En aquel momento el casco del
Speedy
empezaba a mostrarse por encima de las aguas. El brick estaba más que tendido sobre el costado, porque, después de haber roto sus palos bajo el peso del lastre desplazado por la caída, tenía la quilla casi en el aire y había sido invertido por la inexplicada pero espantosa acción submarina que se había manifestado al mismo tiempo por el levantamiento de una enorme tromba de agua.

Los colonos dieron la vuelta al casco y, a medida que la marea bajaba, pudieron reconocer, si no la causa que había provocado la catástrofe, al menos el efecto producido.

A proa y los dos lados de la quilla, siete u ocho pies antes del nacimiento de la roda, los costados del brick estaban espantosamente destrozados en una distancia de veinte pies. Se abrían dos anchas vías de agua, que habría sido imposible cegar, y no solamente el forro de cobre y los tablones habían desaparecido, reducidos a polvo, sino también las mismas cuadernas, las clavijas de hierro y las cabillas de madera que las unían y de las cuales no había ni vestigios. A lo largo del casco, hasta los gálibos de proa y las hiladas rajadas enteramente estaban fuera de su sitio. La falsa quilla había sido separada con una violencia inexplicable, y la quilla misma, arrancada de la carlinga, estaba rota.

—¡Mil diablos! —exclamó Pencroff—, difícilmente podría ponerse a flote este buque. —No será difícil, sino imposible —dijo Ayrton.

—En todo caso —observó Gedeón Spilett al marino—, la explosión, si ha habido explosión, ha producido singulares efectos. Ha reventado el casco del buque en todas sus partes inferiores, en vez de hacer saltar el puente y la obra muerta. Estas aberturas parecen más bien efecto del choque de un escollo, que de la explosión de un pañol de pólvora.

—No hay escollo en el canal —replicó el marino—. Admito todo lo que quiera, excepto el choque contra una roca.

—Tratemos de penetrar en el interior del brick —dijo el ingeniero— y tal vez sabremos a qué atenernos sobre la causa de su destrucción.

Era el mejor partido que se podía tomar y convenía, además, inventariar todas las riquezas que había a bordo y disponerlo todo para su salvamento.
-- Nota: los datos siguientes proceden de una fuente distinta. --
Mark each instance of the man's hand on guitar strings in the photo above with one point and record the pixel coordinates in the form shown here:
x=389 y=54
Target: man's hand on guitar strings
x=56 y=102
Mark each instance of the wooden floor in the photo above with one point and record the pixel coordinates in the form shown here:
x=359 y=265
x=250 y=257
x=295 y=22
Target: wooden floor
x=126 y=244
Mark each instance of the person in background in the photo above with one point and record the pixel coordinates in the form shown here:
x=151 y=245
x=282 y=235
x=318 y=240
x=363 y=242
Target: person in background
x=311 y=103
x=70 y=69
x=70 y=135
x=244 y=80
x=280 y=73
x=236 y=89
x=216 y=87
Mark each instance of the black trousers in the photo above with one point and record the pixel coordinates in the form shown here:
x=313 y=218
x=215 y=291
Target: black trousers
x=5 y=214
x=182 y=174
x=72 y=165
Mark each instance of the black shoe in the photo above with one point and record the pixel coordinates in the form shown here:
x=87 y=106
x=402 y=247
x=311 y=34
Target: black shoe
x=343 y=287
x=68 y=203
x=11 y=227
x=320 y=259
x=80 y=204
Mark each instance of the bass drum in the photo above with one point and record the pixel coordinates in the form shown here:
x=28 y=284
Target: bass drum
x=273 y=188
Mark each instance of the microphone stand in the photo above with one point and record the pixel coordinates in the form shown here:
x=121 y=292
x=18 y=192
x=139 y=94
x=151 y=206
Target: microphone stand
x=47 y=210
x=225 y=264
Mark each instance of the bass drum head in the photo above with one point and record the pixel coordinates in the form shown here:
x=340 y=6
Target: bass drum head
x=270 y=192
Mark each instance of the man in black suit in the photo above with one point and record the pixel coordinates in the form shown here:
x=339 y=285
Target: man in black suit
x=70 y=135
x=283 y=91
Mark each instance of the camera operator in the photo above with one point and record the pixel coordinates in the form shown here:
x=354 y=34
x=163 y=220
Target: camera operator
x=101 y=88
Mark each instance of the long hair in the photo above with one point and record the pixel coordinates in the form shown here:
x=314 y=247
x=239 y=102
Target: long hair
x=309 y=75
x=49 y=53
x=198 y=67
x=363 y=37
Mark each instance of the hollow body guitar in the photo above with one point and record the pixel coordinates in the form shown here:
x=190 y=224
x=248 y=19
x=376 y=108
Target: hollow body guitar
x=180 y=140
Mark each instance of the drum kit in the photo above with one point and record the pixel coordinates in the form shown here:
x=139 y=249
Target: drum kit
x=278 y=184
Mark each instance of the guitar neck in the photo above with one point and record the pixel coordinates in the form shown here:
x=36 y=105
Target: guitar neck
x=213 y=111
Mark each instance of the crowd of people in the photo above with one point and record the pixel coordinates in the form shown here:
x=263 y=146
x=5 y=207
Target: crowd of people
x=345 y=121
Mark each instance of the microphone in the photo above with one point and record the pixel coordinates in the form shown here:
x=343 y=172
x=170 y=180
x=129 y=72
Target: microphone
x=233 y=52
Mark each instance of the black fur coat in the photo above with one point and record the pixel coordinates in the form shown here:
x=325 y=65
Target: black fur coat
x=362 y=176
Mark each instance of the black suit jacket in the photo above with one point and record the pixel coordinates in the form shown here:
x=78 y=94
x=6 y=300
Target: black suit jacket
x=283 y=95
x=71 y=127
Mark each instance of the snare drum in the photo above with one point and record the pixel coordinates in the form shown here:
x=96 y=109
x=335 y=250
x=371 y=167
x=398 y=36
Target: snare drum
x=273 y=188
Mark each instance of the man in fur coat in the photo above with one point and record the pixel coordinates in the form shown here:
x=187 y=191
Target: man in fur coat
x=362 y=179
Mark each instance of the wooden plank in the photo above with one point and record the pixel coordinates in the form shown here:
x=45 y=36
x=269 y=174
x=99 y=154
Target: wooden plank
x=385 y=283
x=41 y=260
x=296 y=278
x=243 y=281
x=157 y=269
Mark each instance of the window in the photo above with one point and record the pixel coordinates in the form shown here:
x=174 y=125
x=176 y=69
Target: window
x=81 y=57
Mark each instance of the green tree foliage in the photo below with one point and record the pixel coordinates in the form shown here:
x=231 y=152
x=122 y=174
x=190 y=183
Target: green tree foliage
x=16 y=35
El acceso al interior del brick era fácil. El agua continuaba bajando y la parte inferior del puente, que a la sazón se había convertido en parte superior por la inversión del casco, era practicable. El lastre, compuesto de gruesos lingotes de hierro, le había abierto en varios sitios y se oía el ruido del mar, cuyas aguas se escapaban por las aberturas del casco.

Ciro Smith y sus compañeros, con el hacha en la mano, se adelantaron por el puente medio roto, que estaba lleno de cajas de toda especie y, como éstas habían permanecido en el agua poco tiempo, quizá su contenido no estaba averiado.

Los colonos, por consiguiente, pusieron todo aquel cargamento en lugar seguro. La marea debía tardar en subir algunas horas y éstas fueron utilizadas del modo más provechoso. Ayrton y Pencroff establecieron en la abertura practicada en el casco un aparejo que servía para izar los barriles y las cajas. La piragua los recibía y los trasladaba inmediatamente a la playa. Se sacaban todos los objetos indistintamente, para hacer después la elección y separación conveniente.